I believe there's another, equally important psychological motivation for human sacrifice. Nobles are confronted by ample evidence of their fundamental identity with the people they oppress. Try though they might, they can't escape the human condition, a condition marked by suffering, decay, and death. The psychological problem presented by these realities must be particularly acute in complex societies, where the gains of the nobility are still unstable. In the face of their own mortality, nobles try to master death itself. Human sacrifice is one method of achieving this goal. This power is intoxicating, especially when combined with the nobility's appropriation of the product of the masses' labor. Without such intoxication, however, the separation between commoners and nobles simply can't be maintained.
The separation gets easier as the nobility's gains become more firmly entrenched in the social order—that is, as complex societies turn into literate state societies. Thereafter, overt human sacrifice becomes less common, and is gradually replaced by other methods of domination and exploitation. Regardless of this change, nobles continue believing in their own majesty and continue defending this belief at all costs. Their avarice and ostentation are rivaled only by their eagerness to use financial, political, and military force to ensure the abject submission of the vast majority of the human species. One need simply look at the Bush dynasty to see that the nobility's glory is still purchased with our death and debasement. Like Anne Rice's vampires, they remain addicted to our blood.

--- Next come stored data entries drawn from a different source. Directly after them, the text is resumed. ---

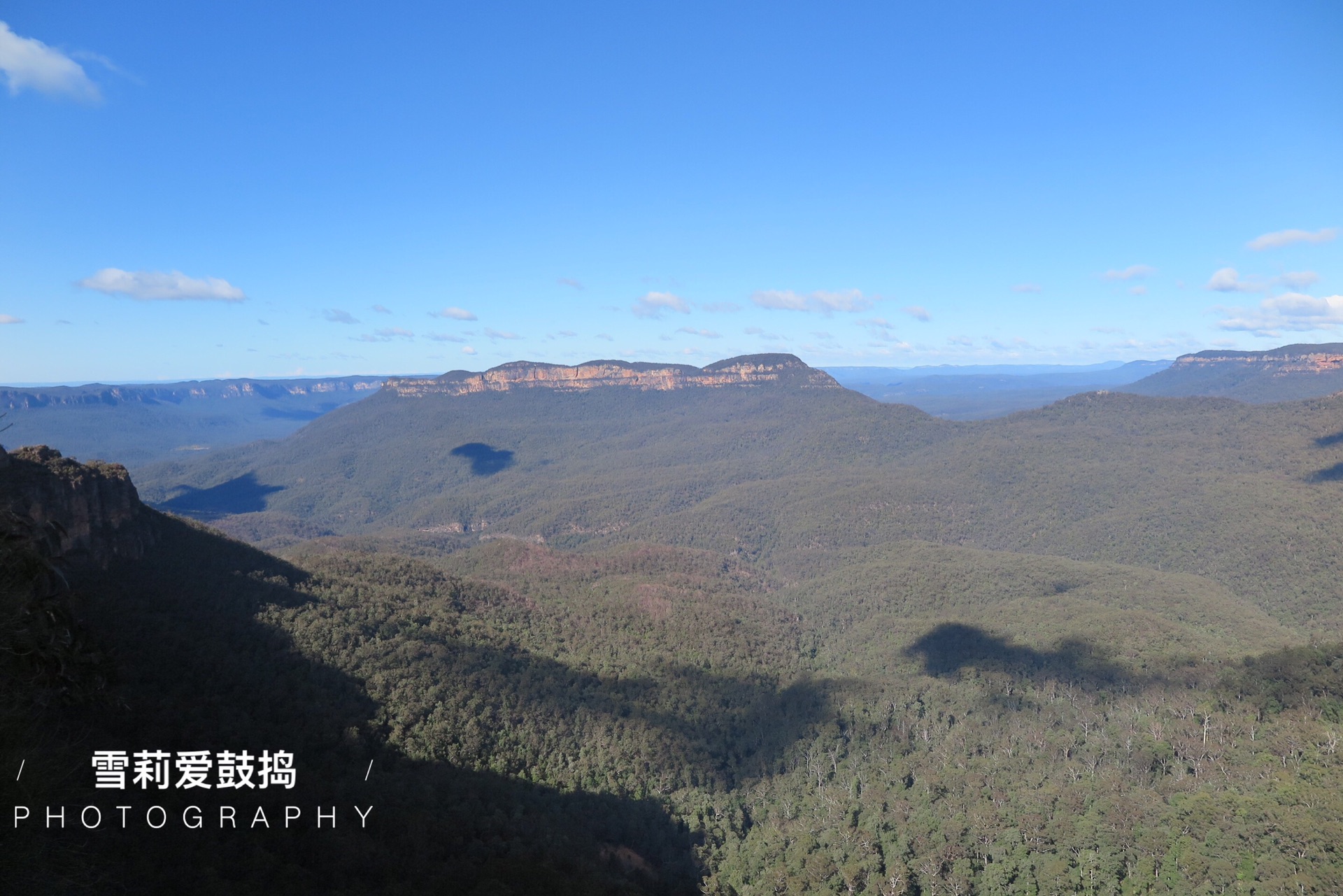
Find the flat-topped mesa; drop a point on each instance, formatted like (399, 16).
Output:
(15, 398)
(1288, 359)
(746, 370)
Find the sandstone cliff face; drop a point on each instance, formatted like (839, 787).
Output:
(94, 503)
(747, 370)
(178, 392)
(1290, 359)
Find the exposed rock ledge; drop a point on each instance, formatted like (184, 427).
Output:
(94, 503)
(1288, 359)
(747, 370)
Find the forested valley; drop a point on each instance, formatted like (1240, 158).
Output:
(708, 677)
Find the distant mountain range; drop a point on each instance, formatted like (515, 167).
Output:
(140, 423)
(657, 630)
(788, 474)
(1276, 375)
(137, 425)
(976, 392)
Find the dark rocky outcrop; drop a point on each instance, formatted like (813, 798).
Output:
(94, 504)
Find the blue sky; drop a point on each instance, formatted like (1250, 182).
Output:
(239, 188)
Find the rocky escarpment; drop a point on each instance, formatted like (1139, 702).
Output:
(1280, 362)
(94, 504)
(1275, 375)
(747, 370)
(14, 399)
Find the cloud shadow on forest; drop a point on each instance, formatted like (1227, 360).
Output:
(239, 495)
(485, 460)
(953, 645)
(1327, 474)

Perhaps it's this ancient addiction that gives Rice's books their appeal. We're all tempted, to some degree or another, by the promise of nobility. Each of us wants to escape the human condition, to enjoy vampirism's wicked delights. We secretly yearn to dine on human misery, to soak our egos in the suffering of slaves, to be the agent of death but never its victim. We dream of magnificence and debauchery, of an existence filled with pleasure but unbound by compassion. We're easily seduced by fantasies of omnipotence, especially since those fantasies are so conducive to the expression of our creative potentials. Of course, only the few are allowed to fulfill these fantasies; for most of us, they're merely a means of identifying with our oppressors.

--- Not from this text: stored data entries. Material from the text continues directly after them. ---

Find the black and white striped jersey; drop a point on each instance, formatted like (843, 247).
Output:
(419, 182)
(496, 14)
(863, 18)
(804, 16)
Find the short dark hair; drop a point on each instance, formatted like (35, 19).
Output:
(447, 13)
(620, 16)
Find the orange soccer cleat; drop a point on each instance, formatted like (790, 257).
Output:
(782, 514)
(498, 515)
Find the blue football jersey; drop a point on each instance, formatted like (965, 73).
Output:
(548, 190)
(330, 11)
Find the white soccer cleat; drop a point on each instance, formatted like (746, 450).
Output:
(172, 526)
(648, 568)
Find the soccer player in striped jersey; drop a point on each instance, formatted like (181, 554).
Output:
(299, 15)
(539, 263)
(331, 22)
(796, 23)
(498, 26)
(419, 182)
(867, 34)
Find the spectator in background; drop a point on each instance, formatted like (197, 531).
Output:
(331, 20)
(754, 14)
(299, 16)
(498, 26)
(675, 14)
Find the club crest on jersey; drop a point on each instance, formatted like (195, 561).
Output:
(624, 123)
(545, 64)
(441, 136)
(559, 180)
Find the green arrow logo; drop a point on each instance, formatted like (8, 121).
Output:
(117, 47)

I abandoned Rice because I'd begun to feel as though I were a cow who was dreaming of running a slaughterhouse. Even so, I can't deny the transgressively revelatory power of her work. And here we have the dilemma facing us all. We're challenged, both as individuals and as societies, to find a balance between independence and interdependence, a balance that nurtures our creative potentials while tempering the political sadism and ecological idiocy that accompany excessive individualism. Who among us knows how to find that balance, or even what it would look like? More than this, how can the nobility be persuaded to relinquish an addiction they've been feeding for literally thousands of years?